There is a myth that during our era that unilaterally our parents were told “not to tell” us we were adopted and things were done so different back in our day. Did some agencies (private or public) tell their clients “not to tell”? Perhaps. Yet it was by no means a universal decree “not to tell”, nor that the process to be approved to adopt was so very different. I do think there was a great number of adoptions facilitated by doctors and lawyers where parents were not scrutinized, but rather the willingness to pay a lot of money was the main qualification, but hey, lets not kid ourselves - that still happens today.
What was common was the myth that if we were adopted early, and brought up in a good home, we would never want to search or even be curious. That myth was pervasive and created a lot of issues for adoptees and still does to this day.
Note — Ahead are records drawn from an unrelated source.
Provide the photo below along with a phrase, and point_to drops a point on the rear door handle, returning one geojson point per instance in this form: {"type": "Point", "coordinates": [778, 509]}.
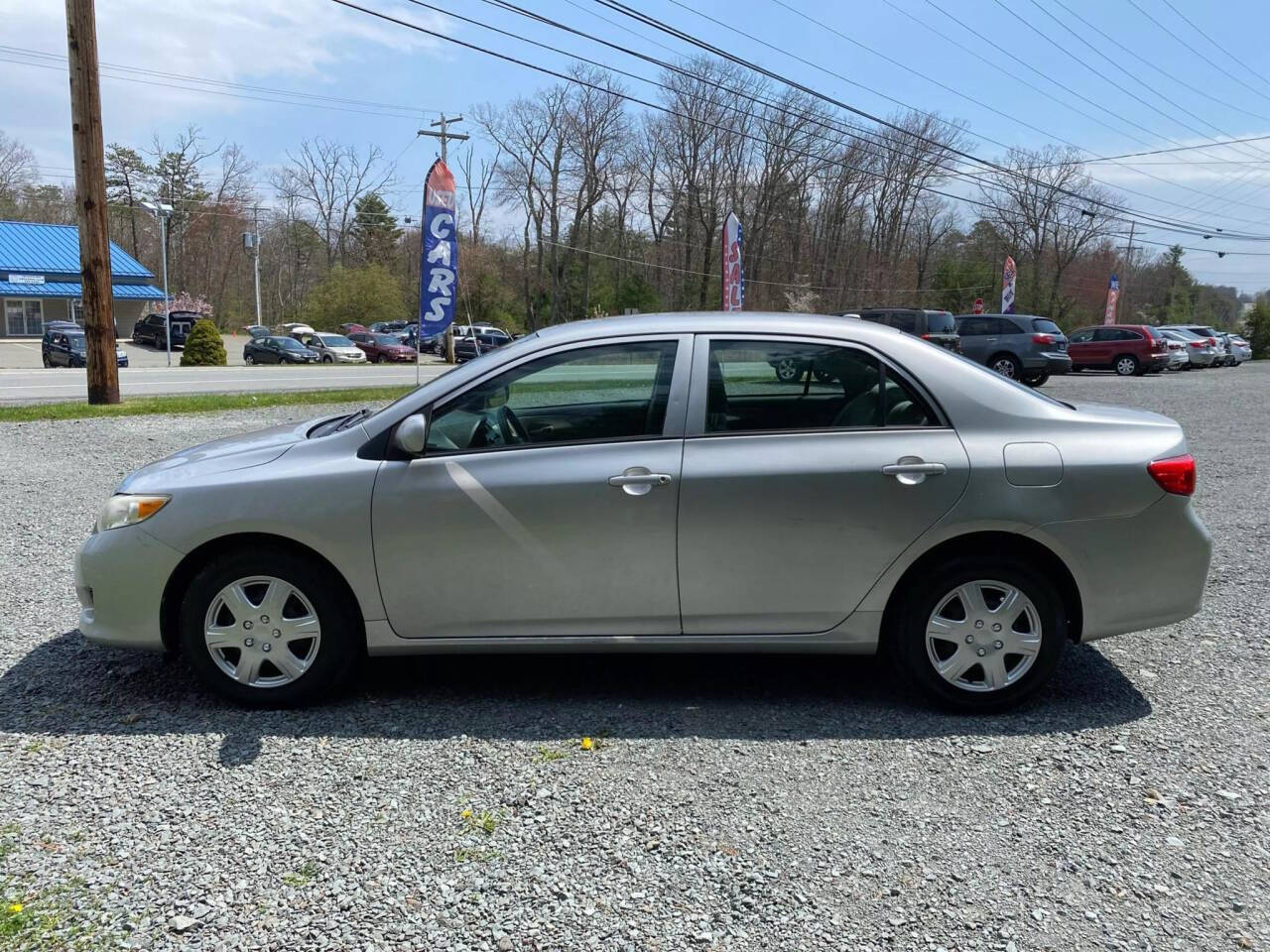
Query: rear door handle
{"type": "Point", "coordinates": [912, 470]}
{"type": "Point", "coordinates": [638, 481]}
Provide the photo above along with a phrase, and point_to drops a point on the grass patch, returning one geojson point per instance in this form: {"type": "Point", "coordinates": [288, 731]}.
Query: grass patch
{"type": "Point", "coordinates": [197, 404]}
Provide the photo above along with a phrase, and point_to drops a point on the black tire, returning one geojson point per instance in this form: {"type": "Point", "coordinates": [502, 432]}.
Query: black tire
{"type": "Point", "coordinates": [1127, 366]}
{"type": "Point", "coordinates": [336, 653]}
{"type": "Point", "coordinates": [1007, 366]}
{"type": "Point", "coordinates": [907, 643]}
{"type": "Point", "coordinates": [788, 370]}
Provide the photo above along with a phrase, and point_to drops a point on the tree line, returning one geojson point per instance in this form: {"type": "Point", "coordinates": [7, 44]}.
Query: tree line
{"type": "Point", "coordinates": [579, 204]}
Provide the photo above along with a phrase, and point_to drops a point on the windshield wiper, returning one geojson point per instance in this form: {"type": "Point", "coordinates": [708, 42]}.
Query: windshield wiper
{"type": "Point", "coordinates": [352, 417]}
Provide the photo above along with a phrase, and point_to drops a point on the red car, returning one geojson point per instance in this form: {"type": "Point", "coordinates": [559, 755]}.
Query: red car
{"type": "Point", "coordinates": [1129, 349]}
{"type": "Point", "coordinates": [382, 347]}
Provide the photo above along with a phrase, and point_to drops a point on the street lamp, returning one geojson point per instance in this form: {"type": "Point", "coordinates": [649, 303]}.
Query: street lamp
{"type": "Point", "coordinates": [163, 212]}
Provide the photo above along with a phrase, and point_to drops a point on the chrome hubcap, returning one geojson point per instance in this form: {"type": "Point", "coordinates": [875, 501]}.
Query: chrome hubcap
{"type": "Point", "coordinates": [983, 635]}
{"type": "Point", "coordinates": [281, 651]}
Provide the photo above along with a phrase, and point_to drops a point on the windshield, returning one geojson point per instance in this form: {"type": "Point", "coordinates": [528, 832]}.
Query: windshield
{"type": "Point", "coordinates": [940, 322]}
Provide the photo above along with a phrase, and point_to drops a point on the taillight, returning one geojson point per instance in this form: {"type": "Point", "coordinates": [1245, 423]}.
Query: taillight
{"type": "Point", "coordinates": [1175, 475]}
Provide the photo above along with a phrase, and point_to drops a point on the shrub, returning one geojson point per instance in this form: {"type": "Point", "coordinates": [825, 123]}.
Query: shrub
{"type": "Point", "coordinates": [203, 347]}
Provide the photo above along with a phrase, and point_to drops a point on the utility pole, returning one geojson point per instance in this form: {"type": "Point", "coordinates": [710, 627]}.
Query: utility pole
{"type": "Point", "coordinates": [1128, 263]}
{"type": "Point", "coordinates": [255, 257]}
{"type": "Point", "coordinates": [103, 372]}
{"type": "Point", "coordinates": [444, 136]}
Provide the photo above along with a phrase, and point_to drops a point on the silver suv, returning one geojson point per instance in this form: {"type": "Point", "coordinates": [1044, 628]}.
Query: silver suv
{"type": "Point", "coordinates": [1016, 345]}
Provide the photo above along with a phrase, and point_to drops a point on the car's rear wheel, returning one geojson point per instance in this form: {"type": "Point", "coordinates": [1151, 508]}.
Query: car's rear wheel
{"type": "Point", "coordinates": [1007, 366]}
{"type": "Point", "coordinates": [271, 629]}
{"type": "Point", "coordinates": [788, 370]}
{"type": "Point", "coordinates": [979, 634]}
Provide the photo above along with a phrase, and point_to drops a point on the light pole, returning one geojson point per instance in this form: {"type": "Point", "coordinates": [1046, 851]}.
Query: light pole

Adoption through the state was common, mothers surrendered their parental rights to the state – completely different from today’s involuntary surrenders or apprehensions at birth. Night and day different scenario.
This morning I found this film broken into 5 short videos called “The Chosen Child – An Adoption Study” filmed circa early 1960′s and follows the process of adoption primarily through the New York State Adoption Unit. The film follows a couple through the doctor’s appointment about infertility about looking into adoption and who he recommended in Part 1. Part 2 is the first interview of the Home Study and talks what they are looking for, and of course it is the healthy white baby. It then talks about waiting children that most likely will not be adopted because of physical or mental disabilities or the social issue of race. Parts 3, 4, are more on the Home Study Process, the separate interviews, the reference letters, financials, and the home visit, and the sad reality for the older children and babies not adoptable. Part 5 is the matching process and getting the baby.
What it does not cover is the loss aspect for the adoptee and really excludes the mothers giving up their babies. It does talk about the pain of infertility, I did not expect otherwise. But what is interesting in relation to the “not to tell’ concept is that in Part 3, if I remember correctly, the case worker asks the prospective mother whether it would be easier to tell the child the story of a young unwed mother, or a family that surrenders. So even in this film meant to encourage people to adopt, the concept of telling was discussed briefly. There is also a discussion on adoptions through lawyers and the consequences when things go wrong.
I think people may be surprised that the Home Studies for state adoptions happened somewhat similar to todays Home Studies. You can listen to the series without needing to actually watch it, if you have other things to do. I found it interesting and not as bad as I feared it would be.